I jerk awake when the car hits a bump. Ma snores softly on the seat beside me. The car slows, the blinker is on and the green light on the dash flashes on the Ape man’s face. On the console in the middle of the car, I spy pictures. Pictures of four car side-windows and little switches. After the car goes around the corner and the blinker stops blinking, I slide forwards and poke my arm between the seats and find those four little switches and I scrape them all towards me.
All the windows go down, and the wind roars in, and the Ape looks around like he can’t understand why, until he sees my arm and he slaps it away, but I’m already scrambling back and out my window. And he’s stomping on the brakes, and growling, and reaching back for me, but I’m hanging onto the window frame and swivelling my legs out the window as well, until just my bum is in the car and the rest of me is out, clinging, ready to jump, soon as the car gets slow enough.
‘Peeee!’ Ma yells and snags my shorts, but I push off with my legs and hands against the side of the car and leap. I hit the road, slam my hip and shoulder and slap my temple and roll, skinning my elbows and knees, and one ankle, but I’m up and running down into the ditch and over the fence that sits on the other side and off into the paddock as the car turns about and lights up the paddock beside me. Ma and the Ape open car doors and yell and scream my name. I run and run, past where the car lights can reach. My feet got scraped when I jumped, and every footfall on the dry grass scrapes them some more, but I don’t care.
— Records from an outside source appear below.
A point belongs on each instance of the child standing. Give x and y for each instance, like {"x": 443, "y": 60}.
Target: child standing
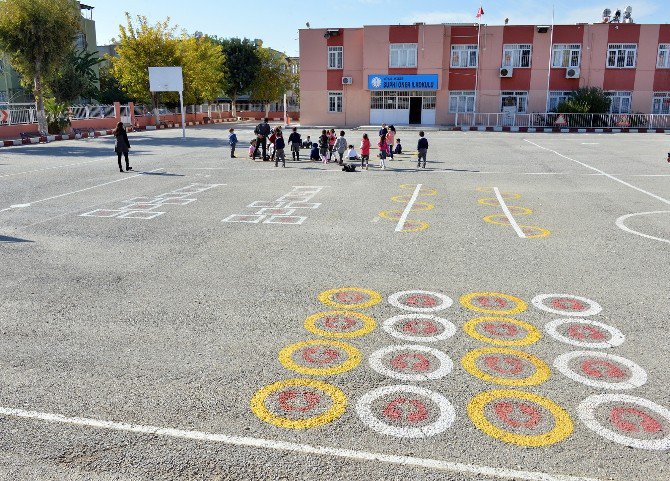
{"x": 365, "y": 152}
{"x": 422, "y": 148}
{"x": 232, "y": 140}
{"x": 341, "y": 146}
{"x": 383, "y": 149}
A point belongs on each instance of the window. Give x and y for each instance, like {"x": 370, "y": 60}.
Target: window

The fence creaks way behind me, and I trip and tumble on my chin in the dirt. And though my knee is stinging like I ripped it open and my chin is aching like I grazed it, I keep on running across that dark paddock. I hit a line of trees, run along it, and choose one tree and climb it, up and up, above the reach of the Ape. I wrap my body around it, like I am the tree and the tree is me, and hang on.
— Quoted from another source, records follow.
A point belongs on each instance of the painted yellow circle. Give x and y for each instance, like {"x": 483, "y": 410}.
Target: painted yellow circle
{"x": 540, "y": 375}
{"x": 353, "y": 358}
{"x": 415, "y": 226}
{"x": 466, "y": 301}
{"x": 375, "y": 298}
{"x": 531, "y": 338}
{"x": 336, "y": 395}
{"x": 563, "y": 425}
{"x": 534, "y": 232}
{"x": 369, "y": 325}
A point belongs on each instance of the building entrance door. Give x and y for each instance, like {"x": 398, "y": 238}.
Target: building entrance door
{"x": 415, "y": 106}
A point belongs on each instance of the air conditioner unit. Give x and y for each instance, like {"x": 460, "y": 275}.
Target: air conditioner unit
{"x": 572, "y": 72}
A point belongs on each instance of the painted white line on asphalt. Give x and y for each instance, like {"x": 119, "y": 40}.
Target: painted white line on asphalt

Footsteps thud past, and then a while later thud back again. ‘She’s gone!’ the Ape says.
Ma’s crying. ‘No,’ she says. ‘She’s just a little girl. We can’t leave her out here in the middle of nowhere,’ she says, like she knows he don’t care about finding me. ‘Peony!’ she wails.
I don’t answer.
‘Peony!’ the man yells. ‘Come out and we’ll take you back to the farm!’
I don’t answer. I don’t believe him.
‘Maybe she’s hurt from the fall!’ Ma says.
‘Come back to the car,’ the Ape says to Ma. ‘We’ll sleep in it and look for her when the sun comes up.’
I wait a long time after they leave. I wait for a break in the clouds above, for the moon to come out and shine on the paddock, then I get down out of the tree and walk, away from the car and back in the direction I think we came from. I walk all the way through to morning and then when the sun comes up I find a creek for a drink and crawl under the bank beside it and sleep. I wake up hot and sweaty and wade into the creek. My T-shirt is torn and I have grazes on my shoulder, my knee, my shin as well as my feet. My chin burns in the cold water as I wash my face. I wash all my grazes, drink the cool water, and walk up the creek, stepping carefully on the rocks or on the flat mud beside the creek.
The car sounds off in the distance, and Ma’s yelling. It sends me dropping into the grass on my belly, but they haven’t seen me. I guess they’re driving up and down looking for me still, but I’d rather be out here lost, than in that car with them. Why won’t they just give up? I pick up a rock and hurl it in the direction of their voices. I show them the rude finger. I want to swear at them but I’m afraid they’ll hear, so I get up and run.
Running through this tall grass, bent low, is like swimming in a wide yellow sea. The grass heads whip and sting at my face, and neck and eyes, and it’s hard to see where I’m going and my feet burn and ache, but I can’t stop coz the car is louder now. I throw myself through the grass with one hand up over my face so the stalks whip at my arm instead. Still the car gets louder. Then a new sound. A whipping of thousands of little grass heads on metal. A kind of brrrrring. My breath runs all out of my lungs at once. The car is in the yellow sea with me!
Tyres skid, car doors bang and feet pound. ‘PEEEony!’ the Ape booms like he’s calling me from a mountaintop, but he’s right here, feet pounding, behind me.
‘Peony!’ Ma screams.
The Ape snags my shirt, hauls me up in the air, wraps his meaty arms around me as I kick and claw and scream.
Ma arrives, tears running down her face. ‘Peony, baby, you were running in circles!’ she says.
The wide yellow sea tricked me. Even the wide yellow sea is against me. I cry then. I give up and let them put me in the car.